Arts West building
Arts West Building, University of Melbourne main campus

Helen in Melbourne

The Hub has had a busy month, with Helen coming to Melbourne (for the first time in two years!). We had some work to do together on a research project (which we will report on soon) and Helen gave two lectures about forensic linguistics in the first year Language course. The first lecture focused on written language as evidence, while the second looked at spoken language as evidence. There was a good response from the students to the material Helen went through – you can see her in action below.

Helen Fraser lecturing about speaker identification (April 14, 2022)

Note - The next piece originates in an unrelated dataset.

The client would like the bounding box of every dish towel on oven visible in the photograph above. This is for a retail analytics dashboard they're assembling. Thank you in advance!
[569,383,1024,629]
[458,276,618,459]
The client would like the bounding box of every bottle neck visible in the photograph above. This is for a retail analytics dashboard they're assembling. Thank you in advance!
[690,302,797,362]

One of the really interesting things about the lectures is that the live-captioning was turned on. Live-captioning is great for accessibility, providing (almost) real time text on the screen as the speaker talks . Working on transcription in the Hub, and also having focused on automatic methods (see a previous blog post here), my interest was piqued. One thing that was especially interesting is that hesitations such as um and ah are factored out immediately and do not appear in the live-captioning at all (although sometimes it captioned ah as are which are phonetically the same in Australian English).

The live-captioning, while exceptionally good, provided some interesting errors that I couldn’t help be interested in. The system is corrective, so there was some amusing errors which were auto-corrected as Helen was speaking, but a lot of them slipped though too. Here is a small list of examples, with what Helen said on the left and what the system captioned it with on the right.

Helen Live-caption
Disadvantage before the law Disadvantage before the ball
Written language and spoken language Recent language and spoken language
As someone who was present during the crime As someone whose president during the crime
somebody who’s confident somebody who’s conferences
gunshot residue gunshot resident
Where had it been Where headed being
I’d like to speak about written language as evidence I’d like to speak about Britain Language as evidence
AIFL AFL
A hold up at a petrol station A whole lot better petrol station
phonetic science pathetic science
you measure the pitch of the voices you measure the ph of the voices
indistinct audio indistinct audience
maybe that’s the experience of a lot of you maybe that’s the experience of logic view
Debbie Loakes Davey Lopes

Note that most of these errors make sense phonetically, but not semantically. For example the errors usually contain sounds / sound patterns similar to the original utterance, but the system has misclassified them into something else (arguably, something more frequent / likely in day-to-day speech). This is similar to what I observed when trying to apply automatic transcription to indistinct covert recordings – see the hyperlink above, or you could read about it in much more detail in Loakes (2022). Taking an example from the above table, AIFL (which is the Aston Institute for Forensic Linguistics) was live-captioned as AFL (which is the Australian Football League) – this latter acronym is used very frequently in Australia and, while wrong, it was probably a statistically more likely choice for the system to make.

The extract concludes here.